Yang benar saja. Efek-efek suara pistol dan helikopter yang kudengar itu sangat menggoda. Tapi sekali lagi, main game atau apa pun itu nggak akan bisa kulakukan sekarang. Aku harus mencari jalan keluar untuk pergi dari rencana jelek Papa.

"Papaku akan mengusirku ke Desa jelek hari ini juga, tahu?!" Kataku to the point pada akhirnya.

Dari seberang sana efek-efek suara pistol yang tadinya terdengar nyata berhenti "What? Are you kidding me? Berarti kamu miskin dong?"

Rasanya aku ingin menyumpali mulut busuk Tora dengan kaus kaki milik si jorok Fred. "Makanya!
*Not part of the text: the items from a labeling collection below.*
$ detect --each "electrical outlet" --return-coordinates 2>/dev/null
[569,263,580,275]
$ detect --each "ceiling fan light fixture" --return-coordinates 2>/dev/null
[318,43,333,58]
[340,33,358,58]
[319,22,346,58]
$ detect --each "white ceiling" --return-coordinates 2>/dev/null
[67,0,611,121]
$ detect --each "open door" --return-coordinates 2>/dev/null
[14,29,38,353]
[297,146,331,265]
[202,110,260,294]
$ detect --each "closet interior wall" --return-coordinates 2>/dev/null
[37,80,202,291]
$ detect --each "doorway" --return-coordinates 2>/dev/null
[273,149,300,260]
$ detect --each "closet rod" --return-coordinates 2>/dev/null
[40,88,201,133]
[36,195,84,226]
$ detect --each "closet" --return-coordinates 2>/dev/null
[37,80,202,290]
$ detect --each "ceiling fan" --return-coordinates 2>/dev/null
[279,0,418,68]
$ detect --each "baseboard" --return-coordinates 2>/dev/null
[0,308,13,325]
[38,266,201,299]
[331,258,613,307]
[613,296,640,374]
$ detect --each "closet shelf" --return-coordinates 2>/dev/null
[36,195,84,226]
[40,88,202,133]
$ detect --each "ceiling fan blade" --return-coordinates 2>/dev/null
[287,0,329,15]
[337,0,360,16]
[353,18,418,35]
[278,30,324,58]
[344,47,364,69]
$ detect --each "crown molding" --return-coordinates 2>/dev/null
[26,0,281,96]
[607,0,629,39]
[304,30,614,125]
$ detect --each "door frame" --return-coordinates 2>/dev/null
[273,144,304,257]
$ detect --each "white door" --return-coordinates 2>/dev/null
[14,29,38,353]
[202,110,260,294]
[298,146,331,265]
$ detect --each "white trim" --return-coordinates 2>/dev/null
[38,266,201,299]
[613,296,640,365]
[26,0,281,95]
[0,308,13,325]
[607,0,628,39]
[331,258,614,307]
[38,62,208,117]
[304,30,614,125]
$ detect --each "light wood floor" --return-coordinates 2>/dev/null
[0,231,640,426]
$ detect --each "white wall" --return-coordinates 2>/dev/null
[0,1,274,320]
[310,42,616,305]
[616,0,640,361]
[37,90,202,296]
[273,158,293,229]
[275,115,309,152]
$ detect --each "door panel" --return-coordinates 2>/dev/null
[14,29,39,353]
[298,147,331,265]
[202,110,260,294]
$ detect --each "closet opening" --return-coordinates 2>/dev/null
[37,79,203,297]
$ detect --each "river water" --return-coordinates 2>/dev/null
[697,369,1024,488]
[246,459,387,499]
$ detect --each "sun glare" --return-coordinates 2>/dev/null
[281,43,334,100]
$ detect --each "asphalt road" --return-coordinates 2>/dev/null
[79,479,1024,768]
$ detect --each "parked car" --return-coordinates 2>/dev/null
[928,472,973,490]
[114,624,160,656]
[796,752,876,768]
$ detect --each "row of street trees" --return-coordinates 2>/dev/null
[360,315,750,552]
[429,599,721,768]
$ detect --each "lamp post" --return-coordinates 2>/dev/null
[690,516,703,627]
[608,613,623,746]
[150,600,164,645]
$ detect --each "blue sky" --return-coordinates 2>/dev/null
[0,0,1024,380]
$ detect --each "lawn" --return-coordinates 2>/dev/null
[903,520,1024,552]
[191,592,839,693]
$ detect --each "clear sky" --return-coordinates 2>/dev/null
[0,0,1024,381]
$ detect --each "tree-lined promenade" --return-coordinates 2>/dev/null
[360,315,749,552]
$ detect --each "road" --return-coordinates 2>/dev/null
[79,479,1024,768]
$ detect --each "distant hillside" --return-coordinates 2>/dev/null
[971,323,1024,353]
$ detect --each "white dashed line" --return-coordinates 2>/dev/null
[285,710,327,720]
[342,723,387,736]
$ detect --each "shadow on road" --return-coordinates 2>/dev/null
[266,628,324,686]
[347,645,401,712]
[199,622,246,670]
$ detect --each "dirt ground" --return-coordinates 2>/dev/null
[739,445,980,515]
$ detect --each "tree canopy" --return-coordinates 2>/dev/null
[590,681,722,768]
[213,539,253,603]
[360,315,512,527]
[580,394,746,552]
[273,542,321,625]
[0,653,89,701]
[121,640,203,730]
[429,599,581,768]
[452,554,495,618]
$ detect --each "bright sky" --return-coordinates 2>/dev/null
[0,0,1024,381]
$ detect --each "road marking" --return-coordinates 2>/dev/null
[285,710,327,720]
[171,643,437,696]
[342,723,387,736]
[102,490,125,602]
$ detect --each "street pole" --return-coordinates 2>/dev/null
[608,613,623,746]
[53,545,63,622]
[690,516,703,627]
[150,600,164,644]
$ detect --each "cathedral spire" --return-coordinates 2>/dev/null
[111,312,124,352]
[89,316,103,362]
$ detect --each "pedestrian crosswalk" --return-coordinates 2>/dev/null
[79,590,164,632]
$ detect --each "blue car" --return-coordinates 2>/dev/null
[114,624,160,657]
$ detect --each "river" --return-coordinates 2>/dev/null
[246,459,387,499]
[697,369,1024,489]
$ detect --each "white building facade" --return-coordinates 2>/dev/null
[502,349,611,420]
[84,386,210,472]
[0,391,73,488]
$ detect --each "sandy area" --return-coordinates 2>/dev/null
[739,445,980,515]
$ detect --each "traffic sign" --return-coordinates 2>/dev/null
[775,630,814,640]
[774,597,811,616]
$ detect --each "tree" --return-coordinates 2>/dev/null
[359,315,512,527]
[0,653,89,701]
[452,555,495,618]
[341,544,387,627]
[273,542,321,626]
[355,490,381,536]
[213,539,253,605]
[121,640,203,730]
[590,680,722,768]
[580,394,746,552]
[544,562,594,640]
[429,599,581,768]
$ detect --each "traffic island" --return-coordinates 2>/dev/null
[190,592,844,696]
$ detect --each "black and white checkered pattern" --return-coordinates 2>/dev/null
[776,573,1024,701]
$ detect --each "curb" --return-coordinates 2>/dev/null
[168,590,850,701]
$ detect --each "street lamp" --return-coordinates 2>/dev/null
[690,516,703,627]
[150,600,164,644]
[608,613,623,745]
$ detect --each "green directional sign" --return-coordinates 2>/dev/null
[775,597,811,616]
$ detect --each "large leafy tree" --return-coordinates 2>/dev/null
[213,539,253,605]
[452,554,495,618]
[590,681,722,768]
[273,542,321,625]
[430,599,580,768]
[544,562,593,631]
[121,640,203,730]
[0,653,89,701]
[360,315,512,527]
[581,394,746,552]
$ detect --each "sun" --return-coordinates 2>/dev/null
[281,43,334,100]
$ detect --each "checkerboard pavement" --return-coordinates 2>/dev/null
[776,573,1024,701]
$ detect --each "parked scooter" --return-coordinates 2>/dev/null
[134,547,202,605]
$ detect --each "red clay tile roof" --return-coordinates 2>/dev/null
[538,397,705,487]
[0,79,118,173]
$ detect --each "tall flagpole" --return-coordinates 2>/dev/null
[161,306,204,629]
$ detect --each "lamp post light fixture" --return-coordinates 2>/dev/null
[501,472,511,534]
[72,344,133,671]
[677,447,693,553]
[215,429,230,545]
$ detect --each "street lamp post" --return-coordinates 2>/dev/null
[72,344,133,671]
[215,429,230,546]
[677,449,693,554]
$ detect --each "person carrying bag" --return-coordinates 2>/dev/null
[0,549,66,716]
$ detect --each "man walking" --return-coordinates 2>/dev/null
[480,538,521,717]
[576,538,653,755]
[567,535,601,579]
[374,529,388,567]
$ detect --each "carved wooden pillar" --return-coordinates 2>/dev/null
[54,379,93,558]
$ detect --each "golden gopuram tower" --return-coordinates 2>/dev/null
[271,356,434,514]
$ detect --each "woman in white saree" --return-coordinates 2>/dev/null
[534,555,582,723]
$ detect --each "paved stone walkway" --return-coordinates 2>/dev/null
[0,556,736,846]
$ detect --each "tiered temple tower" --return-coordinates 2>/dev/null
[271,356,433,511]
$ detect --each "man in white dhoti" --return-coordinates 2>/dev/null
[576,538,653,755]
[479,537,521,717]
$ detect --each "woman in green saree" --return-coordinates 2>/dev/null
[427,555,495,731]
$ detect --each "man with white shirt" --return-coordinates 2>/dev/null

Kalau sampai Papa jadi buang aku ke desa itu, seluruh uang yang aku punya juga akan disita, selain itu nggak ada waktu buat kita traveling sebulan!"

"Duh, jadi kamu akan miskin?" Tanya Tora gelisah di ujung sana. Dan sekali lagi aku ingin menyumpali mulut itu dengan kaus kaki Fred.

Tiba-tiba suara Mama menginstruksikanku untuk segera keluar karena sudah ditunggu Pak Hong, sopir pribadiku. Sekarang aku sudah tidak diperbolehkan menyetir sendiri.

"Ya, Mama!" Teriakku kepada Mama. 

Panik langsung saja menyerangku.
"Jadi, kamu mau tolong aku kabur atau tidak ada gratisan traveling dariku? " Ucapku cepat pada Tora.

"Yasudah, tunggu di sana. Aku berangkat ini" Sambungan telepon pun diputus sepihak oleh Tora.

Selanjutnya hanya menunggu.

Belum lama lagi Mama memanggilku. "Dean, cepat sedikit! Pak Hong sudah di depan"

"O-oh, Ya! 30 menit lagi. Dean belum mandi"

"Ya sudah. Cepat ya mandinya, nanti telat"

Tor..cepatlah datang

***
Tik tok tik tok.

Benar. Ini sudah terlewat 30 menit. Namun, Tora tak kunjung datang. Sebenarnya, apa yang anak matre itu lakukan? Apa perlu aku menghubungi Fred. Tapi, di saat begini pasti anak itu sedang tidur.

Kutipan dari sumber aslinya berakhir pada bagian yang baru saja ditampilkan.